Quando terminei, estava exausta e fui para a cama. Na escuridão do meu quarto, não pude evitar que o rosto de Alex, como parecia agora, enchesse meu cérebro. A dor queimou meu coração por tudo o que AJ e eu perdemos. Uma parte de mim queria desesperadamente contar a ele sobre AJ, não tanto por causa de Alex, mas porque eu queria dar o mundo ao meu filho, e uma das coisas que ele mais queria era conhecer seu pai.
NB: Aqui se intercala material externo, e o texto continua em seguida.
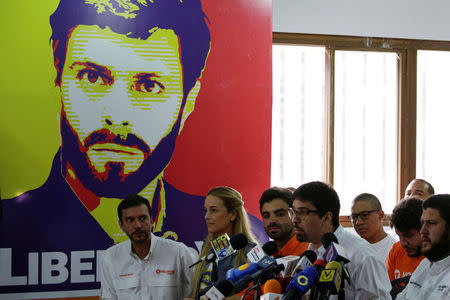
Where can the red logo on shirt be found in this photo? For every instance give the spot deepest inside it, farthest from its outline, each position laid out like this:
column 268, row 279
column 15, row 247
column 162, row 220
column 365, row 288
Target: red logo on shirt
column 168, row 272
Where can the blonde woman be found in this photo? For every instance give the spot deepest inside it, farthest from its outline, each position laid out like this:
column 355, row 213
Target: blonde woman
column 224, row 213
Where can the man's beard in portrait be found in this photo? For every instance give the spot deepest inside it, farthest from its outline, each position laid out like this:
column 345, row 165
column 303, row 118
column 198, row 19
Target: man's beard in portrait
column 440, row 249
column 113, row 182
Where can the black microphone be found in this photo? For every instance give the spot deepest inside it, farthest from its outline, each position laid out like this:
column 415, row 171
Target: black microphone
column 330, row 280
column 220, row 290
column 334, row 252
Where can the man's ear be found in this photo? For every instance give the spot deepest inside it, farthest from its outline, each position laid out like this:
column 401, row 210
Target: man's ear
column 190, row 103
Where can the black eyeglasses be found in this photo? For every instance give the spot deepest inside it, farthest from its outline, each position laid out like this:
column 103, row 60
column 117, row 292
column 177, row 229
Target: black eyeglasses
column 303, row 212
column 362, row 215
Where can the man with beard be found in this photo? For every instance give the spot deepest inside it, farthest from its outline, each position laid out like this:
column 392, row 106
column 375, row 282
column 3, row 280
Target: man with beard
column 431, row 279
column 145, row 266
column 405, row 254
column 316, row 212
column 275, row 206
column 128, row 74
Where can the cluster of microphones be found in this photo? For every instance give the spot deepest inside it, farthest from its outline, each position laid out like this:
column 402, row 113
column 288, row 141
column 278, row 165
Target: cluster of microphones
column 321, row 277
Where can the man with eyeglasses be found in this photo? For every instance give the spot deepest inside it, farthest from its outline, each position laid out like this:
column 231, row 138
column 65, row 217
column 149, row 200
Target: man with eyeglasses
column 420, row 189
column 405, row 255
column 275, row 206
column 431, row 279
column 367, row 217
column 316, row 211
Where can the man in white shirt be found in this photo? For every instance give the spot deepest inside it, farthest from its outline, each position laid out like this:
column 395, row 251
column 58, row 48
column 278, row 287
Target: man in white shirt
column 367, row 217
column 316, row 211
column 145, row 266
column 431, row 279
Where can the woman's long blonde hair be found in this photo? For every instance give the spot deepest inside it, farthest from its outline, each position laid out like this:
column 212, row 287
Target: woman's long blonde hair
column 232, row 200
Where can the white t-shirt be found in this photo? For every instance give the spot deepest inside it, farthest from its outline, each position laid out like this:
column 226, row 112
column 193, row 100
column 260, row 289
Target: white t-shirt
column 431, row 280
column 368, row 274
column 384, row 246
column 163, row 274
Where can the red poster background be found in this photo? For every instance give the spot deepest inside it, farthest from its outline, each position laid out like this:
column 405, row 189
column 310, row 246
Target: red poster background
column 227, row 139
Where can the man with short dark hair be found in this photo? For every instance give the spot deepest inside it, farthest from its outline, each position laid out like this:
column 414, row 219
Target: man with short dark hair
column 405, row 255
column 420, row 189
column 275, row 206
column 431, row 279
column 367, row 216
column 145, row 266
column 316, row 212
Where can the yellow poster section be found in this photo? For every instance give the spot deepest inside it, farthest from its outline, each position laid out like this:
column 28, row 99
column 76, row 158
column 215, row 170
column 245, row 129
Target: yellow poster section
column 29, row 106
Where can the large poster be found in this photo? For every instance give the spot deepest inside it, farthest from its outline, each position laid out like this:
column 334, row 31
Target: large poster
column 105, row 98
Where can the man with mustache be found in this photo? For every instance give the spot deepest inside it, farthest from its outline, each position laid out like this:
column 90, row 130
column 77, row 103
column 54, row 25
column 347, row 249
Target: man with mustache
column 145, row 266
column 431, row 279
column 367, row 217
column 316, row 212
column 275, row 206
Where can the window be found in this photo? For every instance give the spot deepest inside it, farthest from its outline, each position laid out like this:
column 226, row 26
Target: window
column 362, row 114
column 298, row 119
column 433, row 112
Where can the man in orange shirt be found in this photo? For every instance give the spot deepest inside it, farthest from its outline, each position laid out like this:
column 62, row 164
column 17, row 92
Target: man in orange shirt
column 405, row 255
column 275, row 206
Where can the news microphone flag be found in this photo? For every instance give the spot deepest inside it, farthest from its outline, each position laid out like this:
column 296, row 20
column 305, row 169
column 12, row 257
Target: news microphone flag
column 301, row 283
column 220, row 290
column 330, row 279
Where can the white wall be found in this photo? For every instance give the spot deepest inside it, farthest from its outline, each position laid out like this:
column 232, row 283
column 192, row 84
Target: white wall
column 414, row 19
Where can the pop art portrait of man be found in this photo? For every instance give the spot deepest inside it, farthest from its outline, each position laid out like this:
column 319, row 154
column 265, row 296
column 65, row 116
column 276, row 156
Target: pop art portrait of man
column 128, row 75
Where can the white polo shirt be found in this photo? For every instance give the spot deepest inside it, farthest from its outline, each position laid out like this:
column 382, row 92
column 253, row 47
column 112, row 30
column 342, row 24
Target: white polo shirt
column 368, row 273
column 431, row 280
column 163, row 274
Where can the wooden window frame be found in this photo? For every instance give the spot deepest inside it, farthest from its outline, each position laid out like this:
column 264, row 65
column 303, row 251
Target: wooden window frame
column 407, row 89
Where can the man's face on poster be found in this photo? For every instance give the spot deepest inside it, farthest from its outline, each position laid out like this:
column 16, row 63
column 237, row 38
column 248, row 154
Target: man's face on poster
column 122, row 107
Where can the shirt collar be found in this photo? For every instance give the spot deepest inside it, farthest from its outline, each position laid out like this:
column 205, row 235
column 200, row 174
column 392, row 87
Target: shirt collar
column 338, row 232
column 153, row 241
column 441, row 265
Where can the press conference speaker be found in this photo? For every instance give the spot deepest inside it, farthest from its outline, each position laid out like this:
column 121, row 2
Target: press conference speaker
column 316, row 210
column 224, row 213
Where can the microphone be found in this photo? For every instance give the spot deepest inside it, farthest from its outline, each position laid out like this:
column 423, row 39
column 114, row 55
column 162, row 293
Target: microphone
column 271, row 290
column 236, row 274
column 330, row 280
column 257, row 253
column 301, row 283
column 223, row 246
column 220, row 290
column 271, row 269
column 334, row 252
column 259, row 259
column 307, row 259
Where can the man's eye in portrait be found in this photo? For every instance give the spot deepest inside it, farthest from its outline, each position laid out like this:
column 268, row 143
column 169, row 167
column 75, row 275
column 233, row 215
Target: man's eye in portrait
column 91, row 72
column 146, row 83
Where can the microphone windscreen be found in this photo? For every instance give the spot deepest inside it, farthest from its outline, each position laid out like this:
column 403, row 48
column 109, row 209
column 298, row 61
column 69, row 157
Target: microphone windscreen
column 320, row 262
column 327, row 238
column 270, row 248
column 225, row 287
column 272, row 286
column 310, row 255
column 238, row 241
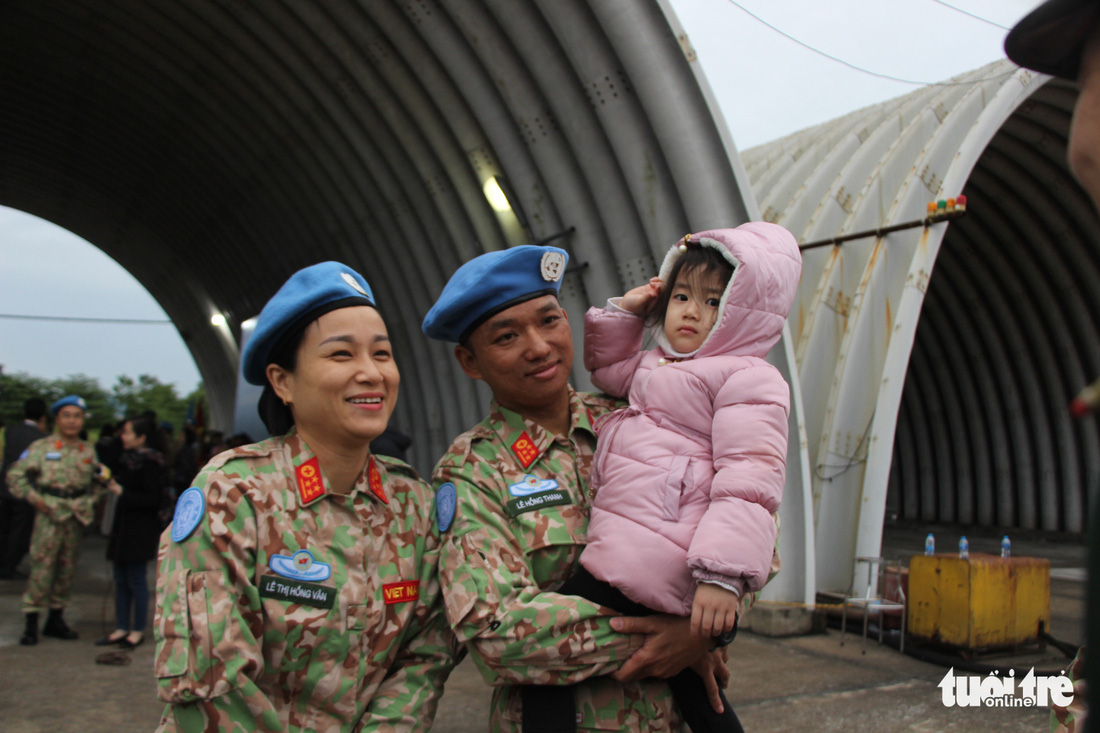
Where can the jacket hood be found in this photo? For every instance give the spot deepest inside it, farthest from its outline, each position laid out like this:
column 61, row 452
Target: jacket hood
column 767, row 266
Eu era uma boa mãe, mas temia que esse engano anulasse todo o bem que fiz por ele. De que adiantava comida orgânica e saudável, ler para ele todas as noites liberando sua criatividade e paixões, se eu estava mentindo sobre o mais importante: seu pai?

AJ me perdoaria se eu descobrisse a verdade? Talvez agora, como a criança que ainda era. Mas, como adulto, percebendo que durante toda a sua vida eu sabia a verdade e não lhe contei, ele poderia me perdoar?

E se eu contasse a Alex, o que aconteceria? E se ele não se importasse? E se ele rejeitasse meu filho precioso?

Ou... e se ele quisesse visitas? E se eu tivesse que compartilhar? Eu sabia que era mau e errado, mas não queria compartilhar AJ. Ele era meu. Alex não estava lá nas duas vezes em que mais precisei dele: quando meus pais morreram e quando descobri que estava grávida. Ele havia perdido seus direitos no momento em que bloqueou meu contato com ele.

Eu me sentia mais justificada em guardar meu segredo, pelo menos de Alex, mas não me sentia melhor. Porque no final, meu sonho de uma vida e uma família com Alex estava morto. Ele estava morto há cinco anos, mas sua dor continuou a perfurar minha alma. Virei o rosto para o travesseiro e chorei baixinho.